Ce prêtre, dont on attend qu’il soit un saint, nous voulons aussi qu’il soit efficace comme le monde l’attend. Le monde attend que le prêtre soit responsable des âmes et ce sentiment peut ouvrir un sentiment d’échec, de scrupule… D’où l’importance de faire la différence, comme prêtre, entre efficacité et fécondité.

On attend du prêtre qu’il soit un saint ; qu’il soit comme les autres ; qu’il réussisse (dans le sens humain) ; qu’il soit en « or ».

Le prêtre, pour entrer dans la fécondité spirituelle, et non l’efficacité, doit entrer dans un travail de deuil par rapport à la volonté humaine de faire les œuvres de Dieu. C’est un chemin d’abandon pour que ce soit Dieu qui fasse ses œuvres en nous. C’est un passage étroit.

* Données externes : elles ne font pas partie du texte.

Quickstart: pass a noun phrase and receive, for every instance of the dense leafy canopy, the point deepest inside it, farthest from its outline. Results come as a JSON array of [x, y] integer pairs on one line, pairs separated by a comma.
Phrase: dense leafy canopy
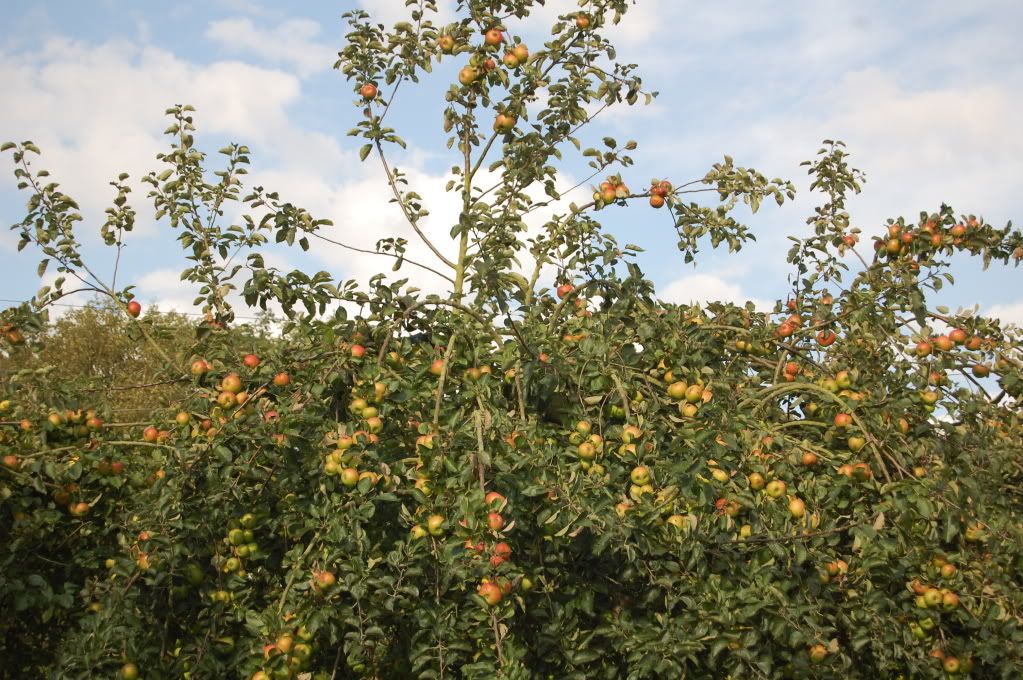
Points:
[[508, 481]]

Ce besoin de reconnaissance du prêtre se vit dans un contexte de pleine évolution où la relation est touchée par la sécularisation, où le prêtre entre dans un anonymat, d’où le sentiment de ne plus exister. Non seulement il y a la perte de privilège, mais aussi la dérision. Il est considéré comme un vestige d’une époque révolue. C’est une sèche et saine purification.

Un autre phénomène auquel le prêtre est confronté est celui d’une connaissance générale partagée. Derrière cela se pose le problème de la visibilité. D’où le problème du signe distinctif, avec la préoccupation pastorale d’être le « levain dans la pâte » ; mais parfois, c’est la pâte qui mange le levain.

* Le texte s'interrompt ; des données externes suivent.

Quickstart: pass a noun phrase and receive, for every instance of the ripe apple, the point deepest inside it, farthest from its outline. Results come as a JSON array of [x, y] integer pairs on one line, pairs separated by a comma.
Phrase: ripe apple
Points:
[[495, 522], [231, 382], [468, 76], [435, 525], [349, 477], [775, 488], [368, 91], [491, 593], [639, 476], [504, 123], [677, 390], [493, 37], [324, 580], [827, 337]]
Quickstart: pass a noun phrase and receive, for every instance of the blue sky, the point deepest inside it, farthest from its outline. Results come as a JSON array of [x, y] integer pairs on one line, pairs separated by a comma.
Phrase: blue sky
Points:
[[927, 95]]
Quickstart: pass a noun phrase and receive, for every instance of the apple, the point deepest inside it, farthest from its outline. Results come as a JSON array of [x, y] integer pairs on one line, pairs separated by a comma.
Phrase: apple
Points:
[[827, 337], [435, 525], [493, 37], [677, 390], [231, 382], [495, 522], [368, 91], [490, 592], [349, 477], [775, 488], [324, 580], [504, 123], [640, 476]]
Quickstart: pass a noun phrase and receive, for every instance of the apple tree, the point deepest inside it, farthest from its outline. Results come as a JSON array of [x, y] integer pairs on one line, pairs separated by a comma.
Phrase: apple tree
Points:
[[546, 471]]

Alors arrive la compensation, la tentation d’acquérir d’une autre façon que par notre sacerdoce, un statut social en acquérant une profession quelconque. C’est toujours là un désir d’acquérir une identification par une idéologie.

Une autre tentation qui guette les prêtres, c’est d’entrer dans une attente nouvelle qui voudrait faire du prêtre un assistant social ; le limiter au caritatif, à l’humanitaire, et tourner ainsi sa mission d’évangélisation en dérision. D’où le danger de manipulation, danger d’être accusé de prosélytisme. C’est une forme moderne du martyr.

Comment sortir de tout cela ?

Le seul moyen est d’affirmer sa vocation, de se replacer dans sa vocation au cœur de la communauté chrétienne. C’est plus facile de s’affirmer face au monde que face à ses confrères, car il y a une fausse pudeur entre nous. Il faut commencer par aborder ce qui est le centre de nos vies et en faire l’essentiel de nos conversations.

Pour s’affirmer, il faut entrer dans la connaissance de soi, ce qui nous permet de dépasser les jugements et nous enracine dans la certitude de l’amour. Il faut ici prendre le conseil de saint Paul : « Je ne suis pas jugé par personne, ni par moi-même. Dieu me justifie. » Dieu ne me juge pas et me met au-delà du jugement des autres. Je dois découvrir que je suis merveille de Dieu, ce que l’oraison, d’ailleurs, me fera découvrir. En effet, sainte Thérèse nous fait découvrir dans l’oraison la véritable connaissance de soi et de Dieu. Cette double connaissance de moi et de Dieu m’enlève au jugement, m’ouvre au pardon apporté.

Le prêtre qui est artisan du don supérieur de Dieu, le pardon, doit non seulement pardonner au nom de Dieu, mais pardonner lui aussi. Les gens ne croiront au Pardon de Dieu que s’ils voient les prêtres pardonner.

Le besoin de reconnaissance sociale et affective est un point essentiel de l’articulation de la vie du prêtre. Ici nous pouvons affirmer avec force qu’en Marie on reçoit une grâce relative à son affectivité. Celui qui se confie dans le cœur de Marie reçoit la chasteté, non seulement la maîtrise de sa sensualité, mais aussi la grâce de ne plus avoir un cœur partagé entre Dieu et le monde. On est chaste quand notre vie est unifiée dans une vie d’offrande à Dieu, offrande de notre personne et de tous les instants de notre vie.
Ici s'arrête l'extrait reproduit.